Online clothing retailer Asos hit the news last month after altering its returns policy to prevent serial returns. But could the new policy put some shoppers off?
With the rise of Instagram influencers and social media photo sharing, the need to be wearing the most stylish, relevant outfits feels like it’s never been greater.
With that in mind, it looks like Asos had noticed what it calls ‘unusual patterns’ from some customers – in other words large amounts of orders being sent back on a regular basis by the same person for a refund.
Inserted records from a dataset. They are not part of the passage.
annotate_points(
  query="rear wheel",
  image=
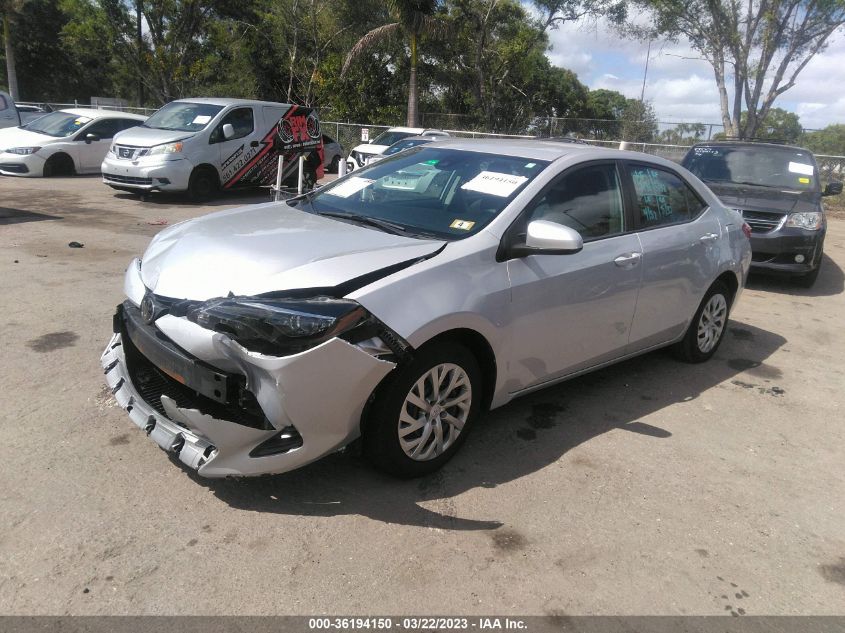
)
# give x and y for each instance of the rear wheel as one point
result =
(59, 165)
(423, 414)
(203, 184)
(707, 329)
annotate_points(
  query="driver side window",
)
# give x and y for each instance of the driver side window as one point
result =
(588, 200)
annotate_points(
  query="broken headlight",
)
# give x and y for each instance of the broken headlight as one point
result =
(279, 327)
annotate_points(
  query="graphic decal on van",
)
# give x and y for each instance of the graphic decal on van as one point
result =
(296, 133)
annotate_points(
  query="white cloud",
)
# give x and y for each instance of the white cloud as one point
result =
(679, 84)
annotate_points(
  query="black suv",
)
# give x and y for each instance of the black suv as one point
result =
(776, 188)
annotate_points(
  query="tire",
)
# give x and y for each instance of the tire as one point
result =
(707, 328)
(59, 165)
(203, 184)
(435, 438)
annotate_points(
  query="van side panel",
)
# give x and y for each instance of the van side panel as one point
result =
(297, 132)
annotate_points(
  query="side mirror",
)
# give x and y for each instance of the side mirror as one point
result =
(548, 238)
(834, 188)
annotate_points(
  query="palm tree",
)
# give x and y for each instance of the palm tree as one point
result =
(413, 19)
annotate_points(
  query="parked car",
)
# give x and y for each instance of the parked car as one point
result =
(398, 146)
(332, 154)
(64, 142)
(776, 189)
(203, 145)
(9, 116)
(360, 154)
(402, 301)
(29, 112)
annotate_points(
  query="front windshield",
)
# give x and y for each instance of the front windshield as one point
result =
(389, 138)
(401, 145)
(763, 166)
(427, 191)
(182, 116)
(58, 124)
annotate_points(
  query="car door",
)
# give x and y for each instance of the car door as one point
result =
(681, 237)
(234, 153)
(90, 153)
(9, 116)
(574, 311)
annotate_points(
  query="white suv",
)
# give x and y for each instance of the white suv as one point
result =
(359, 156)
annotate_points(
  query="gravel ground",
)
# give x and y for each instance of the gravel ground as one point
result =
(651, 487)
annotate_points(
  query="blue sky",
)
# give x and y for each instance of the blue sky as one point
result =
(683, 89)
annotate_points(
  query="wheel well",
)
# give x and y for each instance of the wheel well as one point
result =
(483, 352)
(729, 279)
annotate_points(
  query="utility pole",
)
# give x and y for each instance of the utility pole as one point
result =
(645, 73)
(140, 41)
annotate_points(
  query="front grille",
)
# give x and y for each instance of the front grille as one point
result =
(128, 152)
(128, 180)
(763, 221)
(152, 384)
(14, 168)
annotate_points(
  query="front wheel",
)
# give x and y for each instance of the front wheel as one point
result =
(423, 414)
(707, 329)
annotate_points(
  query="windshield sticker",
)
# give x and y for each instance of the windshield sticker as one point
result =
(350, 186)
(801, 168)
(464, 225)
(495, 183)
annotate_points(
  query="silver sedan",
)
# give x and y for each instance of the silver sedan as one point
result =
(402, 302)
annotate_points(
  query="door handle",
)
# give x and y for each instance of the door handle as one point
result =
(629, 260)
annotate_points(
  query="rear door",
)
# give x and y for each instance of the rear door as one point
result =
(235, 153)
(575, 311)
(681, 237)
(9, 116)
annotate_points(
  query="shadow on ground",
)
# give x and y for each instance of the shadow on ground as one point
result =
(516, 440)
(831, 281)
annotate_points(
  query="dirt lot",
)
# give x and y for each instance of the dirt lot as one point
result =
(649, 488)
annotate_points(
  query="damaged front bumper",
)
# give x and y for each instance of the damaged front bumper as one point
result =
(299, 408)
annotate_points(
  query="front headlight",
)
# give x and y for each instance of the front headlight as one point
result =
(167, 148)
(23, 151)
(810, 220)
(278, 327)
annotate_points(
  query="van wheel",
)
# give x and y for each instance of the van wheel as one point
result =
(423, 413)
(59, 165)
(203, 184)
(708, 326)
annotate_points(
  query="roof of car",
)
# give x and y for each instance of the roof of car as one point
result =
(94, 113)
(524, 148)
(729, 143)
(225, 101)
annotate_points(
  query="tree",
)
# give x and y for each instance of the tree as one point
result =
(9, 10)
(757, 48)
(413, 19)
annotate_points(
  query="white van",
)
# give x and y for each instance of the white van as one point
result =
(204, 145)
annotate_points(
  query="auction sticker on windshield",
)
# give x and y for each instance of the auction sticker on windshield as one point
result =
(349, 187)
(495, 183)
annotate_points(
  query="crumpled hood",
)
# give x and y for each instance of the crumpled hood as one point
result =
(266, 248)
(147, 137)
(765, 198)
(17, 137)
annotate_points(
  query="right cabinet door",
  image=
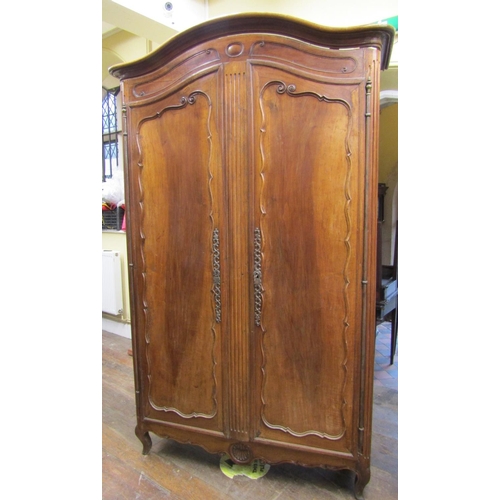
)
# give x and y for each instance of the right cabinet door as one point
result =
(308, 245)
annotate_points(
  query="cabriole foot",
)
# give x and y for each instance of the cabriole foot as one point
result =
(145, 439)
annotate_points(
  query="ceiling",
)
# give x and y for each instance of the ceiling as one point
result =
(151, 19)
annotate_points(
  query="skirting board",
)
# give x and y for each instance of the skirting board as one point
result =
(117, 327)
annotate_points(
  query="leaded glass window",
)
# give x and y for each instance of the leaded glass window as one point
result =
(109, 134)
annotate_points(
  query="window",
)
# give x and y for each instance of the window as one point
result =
(113, 208)
(109, 133)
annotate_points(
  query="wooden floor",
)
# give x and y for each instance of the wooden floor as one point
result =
(176, 471)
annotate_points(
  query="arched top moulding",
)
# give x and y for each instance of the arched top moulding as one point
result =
(381, 36)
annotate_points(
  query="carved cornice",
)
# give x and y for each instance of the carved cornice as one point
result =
(380, 36)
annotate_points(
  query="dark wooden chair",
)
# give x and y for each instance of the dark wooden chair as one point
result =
(387, 282)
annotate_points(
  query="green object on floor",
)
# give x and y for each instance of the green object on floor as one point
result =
(254, 470)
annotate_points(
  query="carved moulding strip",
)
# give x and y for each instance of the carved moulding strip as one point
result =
(257, 276)
(216, 274)
(191, 99)
(291, 90)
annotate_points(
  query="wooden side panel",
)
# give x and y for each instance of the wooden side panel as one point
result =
(176, 205)
(308, 210)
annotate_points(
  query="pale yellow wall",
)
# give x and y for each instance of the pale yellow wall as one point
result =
(331, 13)
(388, 146)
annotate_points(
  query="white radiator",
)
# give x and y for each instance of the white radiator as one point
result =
(112, 296)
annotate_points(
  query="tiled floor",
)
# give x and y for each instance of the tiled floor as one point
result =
(385, 374)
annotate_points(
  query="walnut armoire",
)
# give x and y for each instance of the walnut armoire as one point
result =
(251, 196)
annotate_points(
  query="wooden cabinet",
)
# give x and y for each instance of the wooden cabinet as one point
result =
(251, 189)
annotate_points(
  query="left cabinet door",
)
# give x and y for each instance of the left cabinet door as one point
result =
(175, 197)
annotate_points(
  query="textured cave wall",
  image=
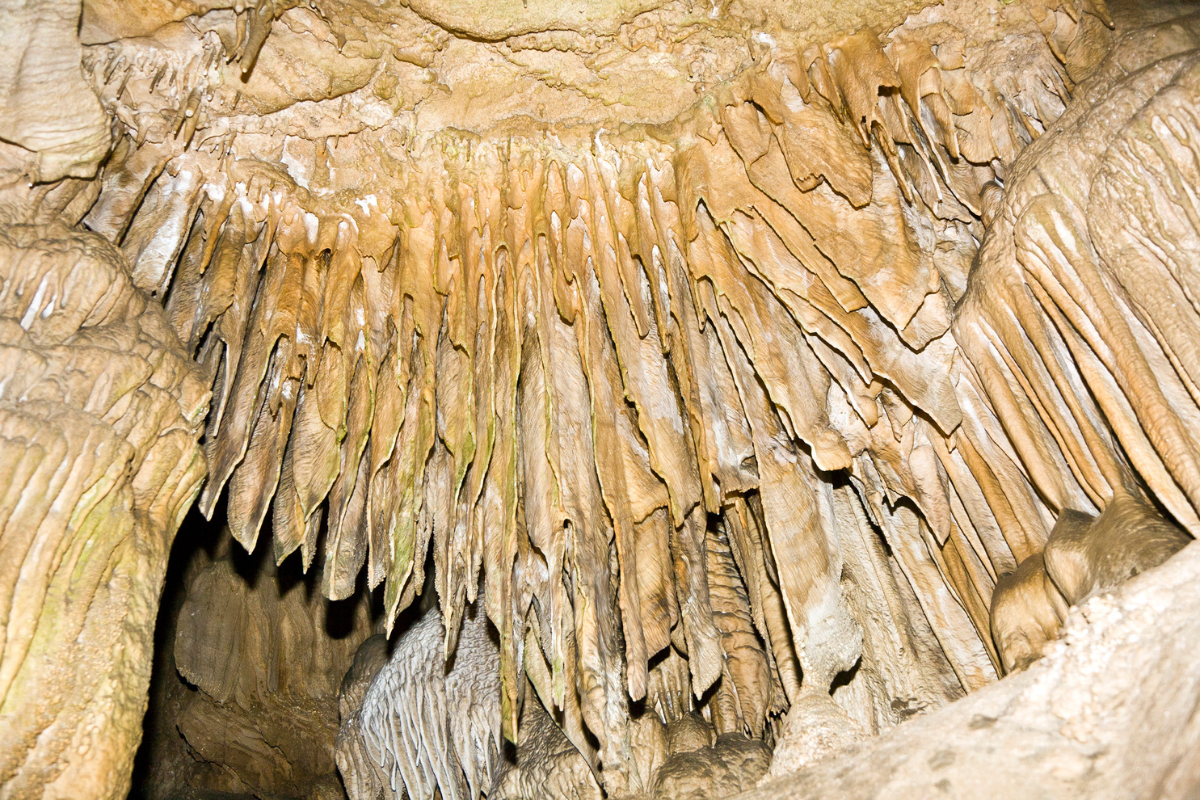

Could some be wearing an outfit once and returning it? Or could they be taking a quick photo of the new clothes, posting it on Instagram then sending it all back?
Finding the right size
I can understand why the policy has changed, but it does leave me with a couple of questions, as well as some doubts around my own shopping.
Being 5ft 3″ tall, I often find that clothes are either too long or just don’t fit properly.
The quickest way for me to get around my dilemma is to order two or three different sizes. When the clothes arrive I can then try everything on and send back the ones that didn’t fit.
I feel like there’s a huge amount of disparity when it comes to different brands’ sizing – should retailers expect high returns rates as a result of that?
While Asos has made it clear that it’s unlikely I would be affected, it has made me think twice about my shopping habits – should I ‘over-order’ different sizes? I wonder if this change could put some innocent shoppers off finding the right size.
And finally, Asos offers ‘Klarna‘ – a payment system that means you can place an order, try the items on, then return them, only paying for the ones you keep. Could that system encourage the behaviour it’s attempting to stamp out?
Our online shopping advice
We had a few questions for Asos about the new returns policy, based largely around clarification of the new policy’s finer points.
Asos told us that some accounts had indeed already been deactivated, but the number of those affected (and likely to be affected) is tiny – a fraction of 1% of its customer base. For our other queries, it directed us to its full policy page.
When you buy goods online you have rights to return them under the Consumer Contracts Regulations, which stand in addition to the retailer’s online returns policy.
This is because your decision may be based on a brief description, a photograph or sizing guidelines – so what you end up receiving isn’t always quite what you’d expected.
Because of this, you have the right to change your mind, cancel your order and return it to the retailer for a refund.
You can cancel at any time from the moment you place your online order, and up to 14 days from the day you receive your goods.
You need to notify the retailer within this time period – by email, for example – and you then have a further 14 days from the date you notified the retailer to actually return the goods.
How do you feel about the new returns policy? Might changes like this make you think twice about your online orders?